The issue of umbrella damages appeared several years ago in Whaley v. Pacific Seafood Group. In contesting class certification in 2011, the defendants argued the proposed class representatives were not “typical” as required by Rule 23(a)(3) because they were not selling seafood to the defendants. In response, the plaintiffs argued they were suffering antitrust damages similar to those of the class because they were selling seafood to processors that followed the defendants’ lead on prices. The district court explained that the Ninth Circuit had disapproved of the umbrella theory of damages for multilevel distribution chain cases but had not foreclosed the theory in single-level distribution cases. Relying on this distinction, the district court decided not to “categorically reject the umbrella theory of damages,” found the plaintiffs typical of the class, and certified the class.
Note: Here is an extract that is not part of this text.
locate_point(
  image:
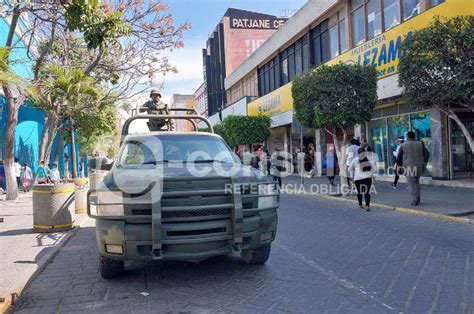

The issue recently surfaced again. In a follow-on case, Boardman v. Pacific Seafood Group, the plaintiffs sought a preliminary injunction to prevent the defendants from acquiring another seafood processor; the defendants responded by arguing that the plaintiffs lacked an antitrust injury necessary to pursue the injunction. Reciting its class certification decision, the district court ruled it could “assume the umbrella theory of antitrust injury is viable” for the purposes of determining whether the plaintiffs likely are to succeed on the merits and, therefore, entitled to a preliminary injunction. On March 6, 2015, the district court enjoined the defendants from acquiring the other seafood processor.
It remains to be seen whether the Pacific Seafood decisions signal any judicial trend. Could these decisions indicate that federal courts are becoming more accepting of umbrella damages? Or are they mere anomalies based on the unique fact set before the district court, limited to ancillary damages issues such as typicality and antitrust injury considerations? The courts, undoubtedly, will be weighing in again.